Progressive women in Muslim communities must question whether they are simply mirroring broader societal inequalities and further isolating already-marginalized women when they request bans on women’s attire. There will always be differences of opinion around the burqa. Some will find it vile and imposing, others will find it liberating not to share their cosmetic selves in the public realm; some will find it incompatible with Islam, others integral to their faith. The point is to foster a safe space where these differences of opinion lead to a conversation with, and empowerment of, those most affected rather than to exclusionary demands. The focus has to be on the agency of women rather than on their objectification. Single stories should not be used to deny or dismiss the multiplicity of women’s experiences. The politics of the burqa, whether through its imposition or through a ban, should not be a weapon for alienating women and limiting their choices.
Being from the Global South does not insulate one from reproducing oppressive discourses. As feminists from the Global South become more influential, armed with degrees from prestigious British, American and Canadian universities and well-versed in polished English, they must remain open to the opportunities to break from the historical trajectory of previous Western feminist movements, to carve out novel feminisms. A Muslim woman wearing a full-length “burqini” in a Parisian pool may have been called “archaic” by the mayor of Paris in August 2009, but feminists must be willing to listen to that burqini wearer’s voice to avoid being guilty of the same oppressions.

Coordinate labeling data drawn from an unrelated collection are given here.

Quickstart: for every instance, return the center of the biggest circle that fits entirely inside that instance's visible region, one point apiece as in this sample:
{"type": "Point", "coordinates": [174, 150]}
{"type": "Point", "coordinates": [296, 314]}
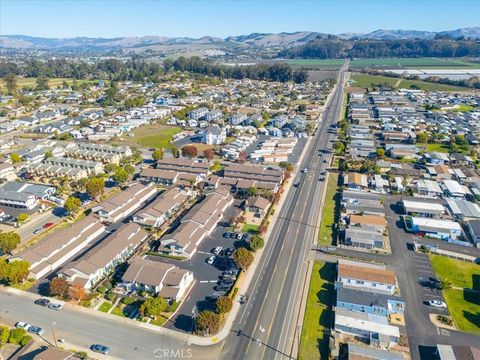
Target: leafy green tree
{"type": "Point", "coordinates": [11, 83]}
{"type": "Point", "coordinates": [256, 242]}
{"type": "Point", "coordinates": [72, 204]}
{"type": "Point", "coordinates": [59, 287]}
{"type": "Point", "coordinates": [153, 306]}
{"type": "Point", "coordinates": [95, 187]}
{"type": "Point", "coordinates": [208, 322]}
{"type": "Point", "coordinates": [243, 258]}
{"type": "Point", "coordinates": [16, 336]}
{"type": "Point", "coordinates": [14, 272]}
{"type": "Point", "coordinates": [252, 191]}
{"type": "Point", "coordinates": [15, 158]}
{"type": "Point", "coordinates": [8, 242]}
{"type": "Point", "coordinates": [42, 83]}
{"type": "Point", "coordinates": [157, 154]}
{"type": "Point", "coordinates": [120, 176]}
{"type": "Point", "coordinates": [224, 304]}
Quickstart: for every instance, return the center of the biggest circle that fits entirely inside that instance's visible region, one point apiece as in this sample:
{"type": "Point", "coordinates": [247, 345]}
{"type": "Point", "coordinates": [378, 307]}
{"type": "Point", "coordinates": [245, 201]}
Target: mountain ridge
{"type": "Point", "coordinates": [282, 39]}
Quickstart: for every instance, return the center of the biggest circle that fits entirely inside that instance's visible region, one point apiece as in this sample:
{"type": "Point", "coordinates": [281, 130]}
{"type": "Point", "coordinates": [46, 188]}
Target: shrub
{"type": "Point", "coordinates": [16, 336]}
{"type": "Point", "coordinates": [128, 300]}
{"type": "Point", "coordinates": [4, 334]}
{"type": "Point", "coordinates": [85, 303]}
{"type": "Point", "coordinates": [25, 340]}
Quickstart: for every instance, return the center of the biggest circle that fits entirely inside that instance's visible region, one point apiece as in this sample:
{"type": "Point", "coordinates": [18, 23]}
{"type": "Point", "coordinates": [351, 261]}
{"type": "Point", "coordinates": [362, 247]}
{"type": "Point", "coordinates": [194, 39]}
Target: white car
{"type": "Point", "coordinates": [437, 303]}
{"type": "Point", "coordinates": [23, 325]}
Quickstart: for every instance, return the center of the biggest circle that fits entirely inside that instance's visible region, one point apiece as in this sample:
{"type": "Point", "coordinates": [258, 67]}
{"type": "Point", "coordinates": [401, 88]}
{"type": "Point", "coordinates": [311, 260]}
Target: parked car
{"type": "Point", "coordinates": [102, 349]}
{"type": "Point", "coordinates": [217, 250]}
{"type": "Point", "coordinates": [22, 325]}
{"type": "Point", "coordinates": [222, 287]}
{"type": "Point", "coordinates": [56, 307]}
{"type": "Point", "coordinates": [42, 302]}
{"type": "Point", "coordinates": [36, 330]}
{"type": "Point", "coordinates": [437, 304]}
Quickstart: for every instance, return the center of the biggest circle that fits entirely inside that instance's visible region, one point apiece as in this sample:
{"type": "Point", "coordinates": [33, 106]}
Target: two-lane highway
{"type": "Point", "coordinates": [265, 328]}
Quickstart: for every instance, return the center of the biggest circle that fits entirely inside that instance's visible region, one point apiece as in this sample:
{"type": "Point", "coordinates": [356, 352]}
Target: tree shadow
{"type": "Point", "coordinates": [471, 317]}
{"type": "Point", "coordinates": [471, 296]}
{"type": "Point", "coordinates": [476, 282]}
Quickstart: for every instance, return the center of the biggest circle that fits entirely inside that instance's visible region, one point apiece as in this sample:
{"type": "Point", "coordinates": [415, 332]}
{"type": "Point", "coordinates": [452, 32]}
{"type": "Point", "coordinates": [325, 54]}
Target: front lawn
{"type": "Point", "coordinates": [318, 313]}
{"type": "Point", "coordinates": [105, 307]}
{"type": "Point", "coordinates": [327, 233]}
{"type": "Point", "coordinates": [250, 228]}
{"type": "Point", "coordinates": [463, 299]}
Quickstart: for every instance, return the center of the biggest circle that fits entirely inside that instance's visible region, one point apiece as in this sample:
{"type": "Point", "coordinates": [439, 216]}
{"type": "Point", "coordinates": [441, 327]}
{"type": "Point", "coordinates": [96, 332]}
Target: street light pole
{"type": "Point", "coordinates": [53, 333]}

Perhaps we can take a cue from the Council of American-Islamic Relations-Canada (CAIR-CAN), which lobbied against the burqa ban, emphasizing the need to focus on rights rather than limitations:
“[I]f a segment of Canadian Muslim women believe that wearing the niqab is part of their religious practice, then they must be allowed to freely do so. The principle must be extended to all religious practices, provided the practice does not infringe upon the fundamental rights of others. The marginalization of Muslim women must be countered with public education and anti-discrimination efforts, not with the state’s dictation on how one may dress, which only serves to further marginalization instead.”
Riding the metro in Paris, my sensitive 14-year-old self reflected and amplified the discomfort of those around me. The object of my angry embarrassment became that burqa — and the woman wearing it. Today, though, I would be frustrated not by that woman’s clothing choices, but by the assumptions fuelling the contempt of my co-commuters: their intolerance and their fear of difference.